Plus de cinq cents morts confirmés
L'épidémie d'Ebola qui frappe la République démocratique du Congo a causé la mort d'au moins 506 personnes, a indiqué l'Organisation mondiale de la santé (OMS) lundi 6 juillet. Le décompte actualisé fait état de 1 561 cas confirmés depuis la déclaration officielle de l'épidémie à la mi-mai. Le taux de létalité atteint 32 % dans le pays. Par ailleurs, 254 patients ont guéri et 354 cas suspects sont encore en investigation.
La situation en Ouganda voisin paraît plus stable : sur 20 cas confirmés, 16 personnes ont été déclarées guéries et deux décès ont été enregistrés.
Ultimatum des soignants dans l'Ituri
Dans la province de l'Ituri, épicentre de l'épidémie, les personnels de santé déployés sur le front ont adressé dimanche un préavis de grève de 24 heures aux autorités. Dans un document transmis au gouvernement et consulté par l'Associated Press, ces travailleurs – majoritairement des professionnels de santé – dénoncent le non-versement des primes promises depuis le début de la crise et un manque d'équipements adéquats pour exercer leurs missions.

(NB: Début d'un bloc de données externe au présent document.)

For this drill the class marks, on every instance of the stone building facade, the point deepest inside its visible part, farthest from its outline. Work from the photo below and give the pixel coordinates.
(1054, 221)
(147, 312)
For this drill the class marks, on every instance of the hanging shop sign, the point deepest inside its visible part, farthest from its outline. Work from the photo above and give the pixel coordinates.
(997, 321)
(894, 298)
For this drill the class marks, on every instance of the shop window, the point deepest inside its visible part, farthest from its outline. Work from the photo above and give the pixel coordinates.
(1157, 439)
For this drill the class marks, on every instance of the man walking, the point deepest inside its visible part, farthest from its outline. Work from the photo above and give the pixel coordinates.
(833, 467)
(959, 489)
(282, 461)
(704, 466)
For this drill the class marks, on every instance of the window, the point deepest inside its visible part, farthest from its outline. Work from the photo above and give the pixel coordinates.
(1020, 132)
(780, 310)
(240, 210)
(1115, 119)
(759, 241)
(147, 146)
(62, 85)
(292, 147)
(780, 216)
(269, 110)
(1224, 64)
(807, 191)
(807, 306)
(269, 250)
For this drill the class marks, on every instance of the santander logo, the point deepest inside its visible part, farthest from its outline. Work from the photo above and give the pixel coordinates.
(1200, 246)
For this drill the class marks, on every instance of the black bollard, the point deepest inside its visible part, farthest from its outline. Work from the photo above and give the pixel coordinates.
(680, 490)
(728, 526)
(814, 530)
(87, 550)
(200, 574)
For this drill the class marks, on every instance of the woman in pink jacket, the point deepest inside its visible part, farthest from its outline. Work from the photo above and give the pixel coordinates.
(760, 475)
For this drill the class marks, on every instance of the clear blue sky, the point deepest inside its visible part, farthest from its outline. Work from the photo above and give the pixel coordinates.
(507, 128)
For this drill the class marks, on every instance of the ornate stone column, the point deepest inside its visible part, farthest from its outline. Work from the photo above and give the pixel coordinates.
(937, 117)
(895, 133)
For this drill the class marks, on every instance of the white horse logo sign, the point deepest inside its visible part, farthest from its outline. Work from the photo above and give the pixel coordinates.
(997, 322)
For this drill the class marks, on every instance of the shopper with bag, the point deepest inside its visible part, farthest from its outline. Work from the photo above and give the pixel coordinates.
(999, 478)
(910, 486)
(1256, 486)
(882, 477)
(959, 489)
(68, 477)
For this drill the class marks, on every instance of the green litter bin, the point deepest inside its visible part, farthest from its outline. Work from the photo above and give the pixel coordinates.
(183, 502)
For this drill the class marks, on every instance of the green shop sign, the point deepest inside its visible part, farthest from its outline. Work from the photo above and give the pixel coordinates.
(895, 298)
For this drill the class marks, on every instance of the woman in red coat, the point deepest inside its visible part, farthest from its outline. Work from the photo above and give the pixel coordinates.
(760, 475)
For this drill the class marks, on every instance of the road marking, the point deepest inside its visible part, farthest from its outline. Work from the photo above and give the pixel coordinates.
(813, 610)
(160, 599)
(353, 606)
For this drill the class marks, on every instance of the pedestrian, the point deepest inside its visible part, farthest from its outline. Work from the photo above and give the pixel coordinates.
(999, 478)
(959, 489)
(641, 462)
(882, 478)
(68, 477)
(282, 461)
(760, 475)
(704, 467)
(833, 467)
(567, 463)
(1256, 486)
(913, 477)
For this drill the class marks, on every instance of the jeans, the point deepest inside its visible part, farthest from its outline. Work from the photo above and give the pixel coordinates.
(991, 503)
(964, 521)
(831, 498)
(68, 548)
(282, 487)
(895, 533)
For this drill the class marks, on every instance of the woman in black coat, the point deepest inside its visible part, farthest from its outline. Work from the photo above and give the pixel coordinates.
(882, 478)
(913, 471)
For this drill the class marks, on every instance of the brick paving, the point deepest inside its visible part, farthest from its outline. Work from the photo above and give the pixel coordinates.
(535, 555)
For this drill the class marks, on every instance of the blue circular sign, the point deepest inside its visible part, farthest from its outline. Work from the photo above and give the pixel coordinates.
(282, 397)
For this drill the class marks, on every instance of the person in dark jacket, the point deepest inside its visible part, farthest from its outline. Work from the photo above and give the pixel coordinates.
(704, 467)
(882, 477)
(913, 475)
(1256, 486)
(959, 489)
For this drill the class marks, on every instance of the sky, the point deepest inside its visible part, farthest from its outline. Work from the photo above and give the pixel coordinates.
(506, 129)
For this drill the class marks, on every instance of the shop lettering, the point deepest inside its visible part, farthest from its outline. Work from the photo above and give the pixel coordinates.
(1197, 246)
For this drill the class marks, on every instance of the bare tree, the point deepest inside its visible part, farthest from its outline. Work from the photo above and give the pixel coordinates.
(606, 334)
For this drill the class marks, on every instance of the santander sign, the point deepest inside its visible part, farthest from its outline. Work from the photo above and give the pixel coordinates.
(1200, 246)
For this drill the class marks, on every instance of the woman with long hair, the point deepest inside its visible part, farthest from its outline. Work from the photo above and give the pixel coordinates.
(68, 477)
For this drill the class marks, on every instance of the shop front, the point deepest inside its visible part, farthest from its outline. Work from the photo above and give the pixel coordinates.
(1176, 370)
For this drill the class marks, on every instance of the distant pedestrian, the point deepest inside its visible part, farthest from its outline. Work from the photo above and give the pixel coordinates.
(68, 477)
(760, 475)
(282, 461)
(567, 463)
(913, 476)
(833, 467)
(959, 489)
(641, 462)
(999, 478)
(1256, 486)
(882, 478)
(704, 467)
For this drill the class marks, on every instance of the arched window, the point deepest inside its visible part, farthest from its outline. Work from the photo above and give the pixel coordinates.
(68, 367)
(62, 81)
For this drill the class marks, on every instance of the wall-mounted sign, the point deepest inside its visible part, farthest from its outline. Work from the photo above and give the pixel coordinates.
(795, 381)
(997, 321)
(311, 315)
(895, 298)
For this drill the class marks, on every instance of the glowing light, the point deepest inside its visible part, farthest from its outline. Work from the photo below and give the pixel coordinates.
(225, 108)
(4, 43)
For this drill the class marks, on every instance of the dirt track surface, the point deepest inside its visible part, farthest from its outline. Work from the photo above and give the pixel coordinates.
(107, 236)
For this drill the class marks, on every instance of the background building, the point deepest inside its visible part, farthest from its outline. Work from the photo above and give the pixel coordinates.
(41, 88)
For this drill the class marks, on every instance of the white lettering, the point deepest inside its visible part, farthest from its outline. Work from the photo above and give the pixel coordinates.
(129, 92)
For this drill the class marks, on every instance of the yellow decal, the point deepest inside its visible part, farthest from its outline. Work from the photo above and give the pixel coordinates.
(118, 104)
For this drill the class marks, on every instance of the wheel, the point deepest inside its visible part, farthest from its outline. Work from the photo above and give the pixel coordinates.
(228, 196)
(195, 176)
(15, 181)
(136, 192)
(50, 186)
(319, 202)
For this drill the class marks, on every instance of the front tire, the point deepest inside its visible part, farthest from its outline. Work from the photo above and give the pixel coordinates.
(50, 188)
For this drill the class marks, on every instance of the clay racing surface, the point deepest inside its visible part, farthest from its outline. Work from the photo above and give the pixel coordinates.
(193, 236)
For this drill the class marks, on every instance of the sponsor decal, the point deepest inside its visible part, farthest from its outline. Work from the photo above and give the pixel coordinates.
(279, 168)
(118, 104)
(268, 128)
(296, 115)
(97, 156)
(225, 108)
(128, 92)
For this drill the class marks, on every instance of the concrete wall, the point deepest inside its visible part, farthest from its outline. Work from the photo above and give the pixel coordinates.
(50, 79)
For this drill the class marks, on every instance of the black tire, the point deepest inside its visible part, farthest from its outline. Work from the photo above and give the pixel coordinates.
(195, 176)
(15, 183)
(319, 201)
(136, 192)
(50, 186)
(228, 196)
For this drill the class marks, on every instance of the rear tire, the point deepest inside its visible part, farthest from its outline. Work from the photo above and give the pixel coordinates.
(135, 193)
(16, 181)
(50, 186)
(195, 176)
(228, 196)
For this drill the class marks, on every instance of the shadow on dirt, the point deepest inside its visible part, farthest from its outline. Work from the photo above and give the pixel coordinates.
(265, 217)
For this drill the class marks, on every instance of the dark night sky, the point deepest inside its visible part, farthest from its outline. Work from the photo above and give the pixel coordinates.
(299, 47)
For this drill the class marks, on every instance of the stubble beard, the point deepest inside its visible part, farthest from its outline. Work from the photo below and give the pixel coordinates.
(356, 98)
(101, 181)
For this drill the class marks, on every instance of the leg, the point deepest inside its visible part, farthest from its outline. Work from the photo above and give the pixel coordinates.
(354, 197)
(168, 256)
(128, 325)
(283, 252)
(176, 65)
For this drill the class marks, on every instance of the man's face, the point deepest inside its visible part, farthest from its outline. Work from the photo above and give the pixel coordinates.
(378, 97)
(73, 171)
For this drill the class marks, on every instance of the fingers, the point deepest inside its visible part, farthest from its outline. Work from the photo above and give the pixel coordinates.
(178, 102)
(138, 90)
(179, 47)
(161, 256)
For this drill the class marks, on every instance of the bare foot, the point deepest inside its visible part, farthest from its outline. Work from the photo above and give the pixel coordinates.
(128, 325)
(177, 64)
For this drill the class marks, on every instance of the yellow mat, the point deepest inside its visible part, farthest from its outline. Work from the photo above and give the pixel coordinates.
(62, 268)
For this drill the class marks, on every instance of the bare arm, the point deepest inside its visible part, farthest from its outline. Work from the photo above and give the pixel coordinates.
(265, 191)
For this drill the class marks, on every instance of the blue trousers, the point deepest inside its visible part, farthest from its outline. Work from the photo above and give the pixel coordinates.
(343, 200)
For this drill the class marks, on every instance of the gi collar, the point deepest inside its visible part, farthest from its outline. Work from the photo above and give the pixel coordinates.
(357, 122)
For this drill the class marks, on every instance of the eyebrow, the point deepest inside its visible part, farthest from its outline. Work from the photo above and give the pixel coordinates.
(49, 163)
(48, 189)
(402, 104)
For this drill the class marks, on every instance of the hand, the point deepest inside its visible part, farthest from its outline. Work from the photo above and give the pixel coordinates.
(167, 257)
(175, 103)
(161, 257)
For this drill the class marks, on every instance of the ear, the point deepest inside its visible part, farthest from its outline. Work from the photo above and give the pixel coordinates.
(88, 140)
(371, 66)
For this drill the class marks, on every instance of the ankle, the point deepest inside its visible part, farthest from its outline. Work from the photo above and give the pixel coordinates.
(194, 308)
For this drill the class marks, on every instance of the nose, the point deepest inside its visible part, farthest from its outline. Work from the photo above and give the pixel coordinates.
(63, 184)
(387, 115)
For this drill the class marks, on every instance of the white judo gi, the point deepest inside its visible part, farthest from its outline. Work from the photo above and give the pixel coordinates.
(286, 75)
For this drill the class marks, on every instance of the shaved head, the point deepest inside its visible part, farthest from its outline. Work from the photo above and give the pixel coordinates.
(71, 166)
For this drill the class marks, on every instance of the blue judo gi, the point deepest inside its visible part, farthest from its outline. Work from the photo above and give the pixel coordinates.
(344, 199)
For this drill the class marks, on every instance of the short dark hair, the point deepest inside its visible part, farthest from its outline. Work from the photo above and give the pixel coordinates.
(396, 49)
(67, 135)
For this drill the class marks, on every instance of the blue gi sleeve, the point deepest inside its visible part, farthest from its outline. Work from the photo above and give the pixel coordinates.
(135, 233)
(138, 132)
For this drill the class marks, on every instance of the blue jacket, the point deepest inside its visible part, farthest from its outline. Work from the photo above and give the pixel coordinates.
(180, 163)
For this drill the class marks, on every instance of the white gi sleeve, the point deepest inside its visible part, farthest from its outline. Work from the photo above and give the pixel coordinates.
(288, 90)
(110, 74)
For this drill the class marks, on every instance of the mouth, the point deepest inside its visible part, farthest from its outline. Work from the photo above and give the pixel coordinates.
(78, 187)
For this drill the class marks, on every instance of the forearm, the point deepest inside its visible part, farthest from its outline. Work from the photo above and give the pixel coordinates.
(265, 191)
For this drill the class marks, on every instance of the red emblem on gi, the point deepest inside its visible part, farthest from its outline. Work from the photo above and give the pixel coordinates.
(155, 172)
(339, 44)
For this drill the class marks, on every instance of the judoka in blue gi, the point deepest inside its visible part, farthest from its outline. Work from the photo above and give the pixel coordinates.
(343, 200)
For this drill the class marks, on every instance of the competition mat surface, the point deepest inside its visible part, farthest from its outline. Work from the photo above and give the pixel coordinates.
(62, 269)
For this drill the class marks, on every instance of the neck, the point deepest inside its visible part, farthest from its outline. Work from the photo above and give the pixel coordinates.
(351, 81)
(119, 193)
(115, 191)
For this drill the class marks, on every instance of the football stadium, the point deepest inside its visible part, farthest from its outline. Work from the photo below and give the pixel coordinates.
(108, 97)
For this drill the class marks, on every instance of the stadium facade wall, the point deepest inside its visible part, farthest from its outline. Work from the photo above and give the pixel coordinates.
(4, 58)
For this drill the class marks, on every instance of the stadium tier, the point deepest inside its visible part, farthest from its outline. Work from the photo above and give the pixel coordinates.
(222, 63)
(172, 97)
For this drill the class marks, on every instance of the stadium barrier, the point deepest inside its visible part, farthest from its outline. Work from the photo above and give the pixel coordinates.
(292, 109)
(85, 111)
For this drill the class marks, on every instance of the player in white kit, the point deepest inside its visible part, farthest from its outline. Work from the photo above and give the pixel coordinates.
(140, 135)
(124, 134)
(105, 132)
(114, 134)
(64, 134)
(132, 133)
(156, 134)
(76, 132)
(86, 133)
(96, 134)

Ils réclament également une amélioration de leurs conditions de travail, eux qui travaillent sans répit tout en faisant face à la méfiance et aux attaques de certains habitants.
Un virus rare sans vaccin approuvé
L'épidémie est provoquée par la souche Bundibugyo du virus Ebola, une variété rare pour laquelle il n'existe à ce jour aucun vaccin ni traitement homologué. Un essai clinique portant sur deux candidats médicaments a toutefois été lancé jeudi dernier en RDC. Il évalue la sécurité et l'efficacité de l'anticorps monoclonal MBP134 et de l'antiviral remdésivir, administrés seuls ou en combinaison.
Une pression croissante sur le système de santé
Les personnels soignants en Ituri sont confrontés à des conditions extrêmement éprouvantes, entre fatigue accumulée, hostilité des populations locales sceptiques face à la maladie, et pénurie de matériel. La menace de grève, si elle se concrétisait, pourrait gravement entraver la réponse à l'épidémie dans une région déjà fragilisée par l'insécurité et la défiance envers les équipes médicales.
Le gouvernement congolais n'a pas encore répondu publiquement à l'ultimatum des soignants, alors que le nombre de victimes continue de grimper et que les autorités sanitaires tentent d'endiguer la propagation du virus.